Share your dilemmas and get honest opinions from other Mumsnetters.

AIBU, it's not my fault or problem, if the reality of having ASD children, makes you feel uncomfortable? !

134 replies

PeppasNanna · 14/05/2016 16:19

I have 2 ds with ASD/ADHD. They are 11& 7.
My boys are extremely challenging. They were permanently excluded from mainstream school by Yr1.

They both attend independent Autistic Specific schools. They have access to every kind of therapy available to Autistic dc. OT, SALT, Drama therapy, lego therapy, play therapy, counselling etc.

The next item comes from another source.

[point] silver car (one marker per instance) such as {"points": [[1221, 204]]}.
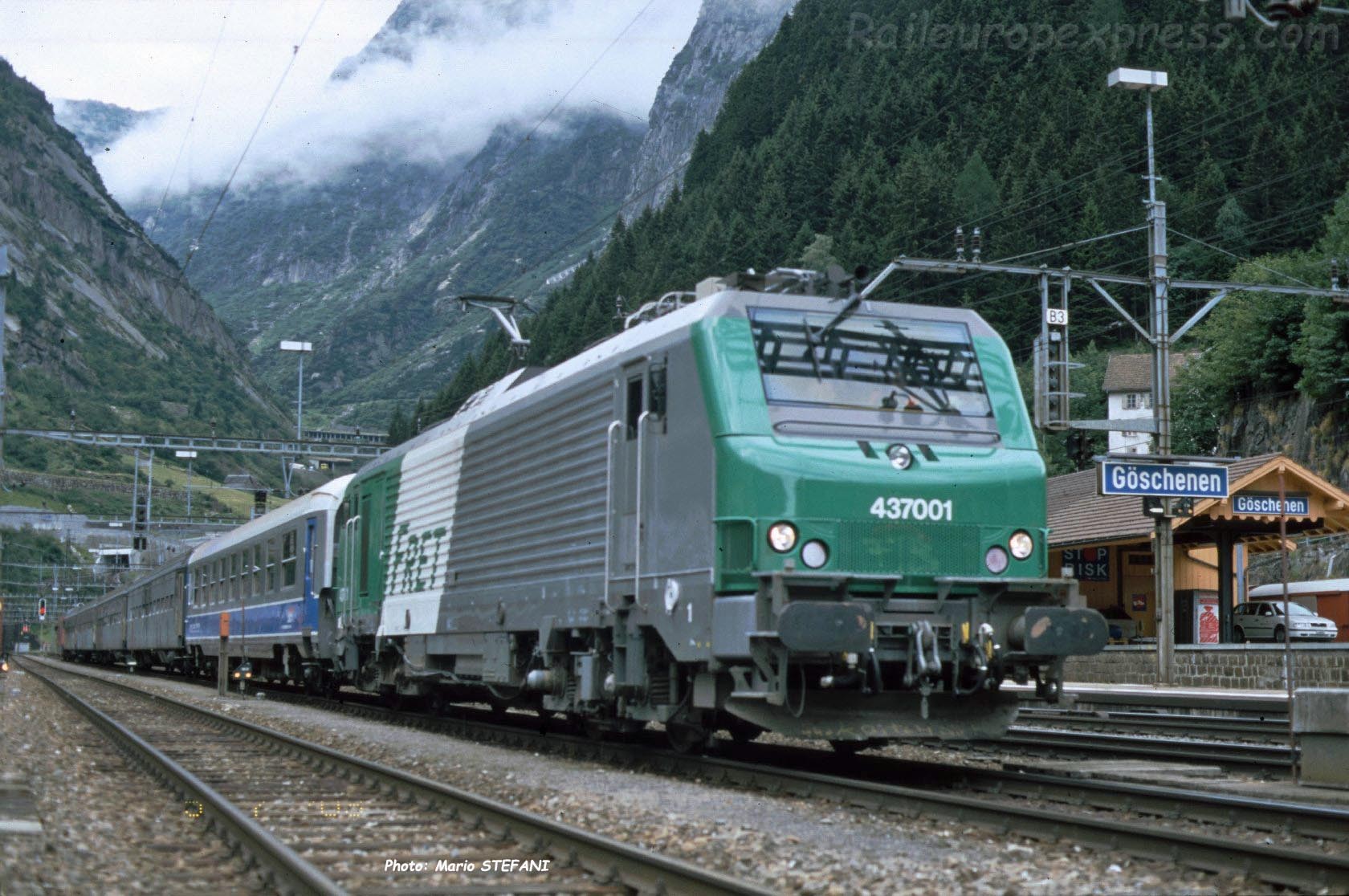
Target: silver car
{"points": [[1260, 620]]}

My boys have very generous Personal Budgets to access playschemes/restpite. The reality is they are so difficult that the only playscheme that they can attend is £400 a week. So they go for 3 weeks per annum.

Ultimately, the boys are very likely to end up in residential schools. My older ds school is already really struggling to meet his needs & manage his behaviour.

When I try to explain my situation people always make suggestions that, i feel imply, I could do more to cope better.

Actually if you met me in RL I come across as really positive especially about my dc but the reality is they are horrendous. They are physically aggressive, anxious, rigid, unsociable, exhausting & ultimately they both have very miserable existences.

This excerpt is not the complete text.